History of Outlaw Square
The square was created because of a community-wide effort to build a local gathering space to accommodate public events. Historically, the City of Deadwood had a number of these public plazas, including a gazebo and outdoor concert venue on Sherman Street and Chautauqua Park on the top of McGovern Hill. But as the decades wore on, these spaces succumbed to age and redevelopment, and modern Deadwood has been without a public square. Until now.
Construction of Outlaw Square began in the autumn of 2018. Its location on the corner of Deadwood Street and Main Street is the former site of Deadwood’s City Hall and the Deadwood Theater, grand Victorian-era public buildings that were destroyed by a tragic fire in 1952.

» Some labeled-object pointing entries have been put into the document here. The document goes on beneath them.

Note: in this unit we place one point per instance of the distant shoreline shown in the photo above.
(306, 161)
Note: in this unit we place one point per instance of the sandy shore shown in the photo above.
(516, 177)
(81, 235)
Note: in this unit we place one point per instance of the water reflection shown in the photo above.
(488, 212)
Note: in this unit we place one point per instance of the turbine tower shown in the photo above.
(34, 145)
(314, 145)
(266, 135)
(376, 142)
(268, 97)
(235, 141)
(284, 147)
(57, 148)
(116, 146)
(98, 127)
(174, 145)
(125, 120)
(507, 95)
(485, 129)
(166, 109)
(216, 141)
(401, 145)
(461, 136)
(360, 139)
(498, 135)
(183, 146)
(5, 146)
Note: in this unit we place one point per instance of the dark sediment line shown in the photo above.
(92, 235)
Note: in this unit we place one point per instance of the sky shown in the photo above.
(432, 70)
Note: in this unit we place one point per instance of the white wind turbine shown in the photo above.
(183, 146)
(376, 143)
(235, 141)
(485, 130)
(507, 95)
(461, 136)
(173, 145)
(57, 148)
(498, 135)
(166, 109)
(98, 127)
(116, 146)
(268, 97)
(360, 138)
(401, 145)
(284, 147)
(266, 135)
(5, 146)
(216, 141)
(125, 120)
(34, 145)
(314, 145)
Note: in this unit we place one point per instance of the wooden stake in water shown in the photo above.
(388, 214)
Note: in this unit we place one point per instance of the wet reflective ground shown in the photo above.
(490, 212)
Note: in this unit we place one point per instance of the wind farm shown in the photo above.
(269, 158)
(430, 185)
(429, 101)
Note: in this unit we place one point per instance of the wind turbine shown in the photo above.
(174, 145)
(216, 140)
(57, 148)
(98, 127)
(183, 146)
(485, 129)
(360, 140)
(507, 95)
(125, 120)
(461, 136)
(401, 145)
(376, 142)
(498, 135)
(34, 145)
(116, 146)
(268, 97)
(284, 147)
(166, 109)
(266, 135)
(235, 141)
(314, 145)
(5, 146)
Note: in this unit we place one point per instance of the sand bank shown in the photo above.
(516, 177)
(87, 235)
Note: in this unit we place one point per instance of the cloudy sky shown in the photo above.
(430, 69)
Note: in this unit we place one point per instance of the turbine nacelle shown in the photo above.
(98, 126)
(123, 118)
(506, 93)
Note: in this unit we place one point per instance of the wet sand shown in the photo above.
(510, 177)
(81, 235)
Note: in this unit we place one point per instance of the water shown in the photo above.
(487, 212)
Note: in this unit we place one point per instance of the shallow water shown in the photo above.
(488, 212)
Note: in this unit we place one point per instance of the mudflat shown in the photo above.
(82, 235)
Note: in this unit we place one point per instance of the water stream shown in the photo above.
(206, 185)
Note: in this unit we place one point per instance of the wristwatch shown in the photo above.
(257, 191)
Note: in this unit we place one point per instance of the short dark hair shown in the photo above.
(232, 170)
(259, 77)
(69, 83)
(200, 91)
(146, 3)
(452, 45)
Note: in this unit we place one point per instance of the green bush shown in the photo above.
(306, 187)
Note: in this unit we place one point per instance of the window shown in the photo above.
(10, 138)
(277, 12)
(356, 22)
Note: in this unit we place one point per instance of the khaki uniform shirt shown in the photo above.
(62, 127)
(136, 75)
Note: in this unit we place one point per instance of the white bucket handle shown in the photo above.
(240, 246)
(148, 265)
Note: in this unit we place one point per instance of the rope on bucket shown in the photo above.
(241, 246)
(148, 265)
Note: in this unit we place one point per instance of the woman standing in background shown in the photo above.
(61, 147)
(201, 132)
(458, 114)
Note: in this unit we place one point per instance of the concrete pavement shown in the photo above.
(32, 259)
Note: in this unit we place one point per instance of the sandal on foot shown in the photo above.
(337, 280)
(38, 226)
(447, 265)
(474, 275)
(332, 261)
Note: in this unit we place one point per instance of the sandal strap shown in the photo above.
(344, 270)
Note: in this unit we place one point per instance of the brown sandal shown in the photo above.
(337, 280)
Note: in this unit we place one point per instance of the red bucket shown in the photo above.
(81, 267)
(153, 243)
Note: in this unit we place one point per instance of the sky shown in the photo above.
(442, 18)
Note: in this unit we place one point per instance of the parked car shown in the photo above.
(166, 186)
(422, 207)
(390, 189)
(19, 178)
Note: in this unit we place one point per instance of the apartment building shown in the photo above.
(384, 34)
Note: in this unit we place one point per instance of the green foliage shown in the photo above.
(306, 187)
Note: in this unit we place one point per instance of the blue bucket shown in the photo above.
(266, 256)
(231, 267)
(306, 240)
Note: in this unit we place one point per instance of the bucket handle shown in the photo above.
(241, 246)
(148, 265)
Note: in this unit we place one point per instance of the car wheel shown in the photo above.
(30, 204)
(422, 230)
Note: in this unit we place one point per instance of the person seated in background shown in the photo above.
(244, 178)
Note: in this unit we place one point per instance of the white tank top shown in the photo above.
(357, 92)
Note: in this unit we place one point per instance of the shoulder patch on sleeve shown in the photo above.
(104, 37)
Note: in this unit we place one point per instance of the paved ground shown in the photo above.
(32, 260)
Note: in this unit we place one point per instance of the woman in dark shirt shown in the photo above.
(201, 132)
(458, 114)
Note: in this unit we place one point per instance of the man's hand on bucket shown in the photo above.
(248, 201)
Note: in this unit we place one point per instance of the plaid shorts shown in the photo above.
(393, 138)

It’s also less than 100 feet from the confluence of Whitewood Creek, City Creek, and Deadwood Creek, where gold was first discovered in Deadwood Gulch in late 1875 – an event that opened the floodgates to the prospectors, entrepreneurs, and gamblers who built Deadwood into one of the West’s most legendary towns.
The mission of Outlaw Square is to enrich the community, its citizens and its visitors by offering a central gathering place that hosts a wide variety of events and activities to build a stronger Deadwood and promote our rich history.
Outlaw Square shall provide the community with a facility for internally produced programming that will make a broad range of entertainment, social, educational, sporting, historic, and cultural events available to the community.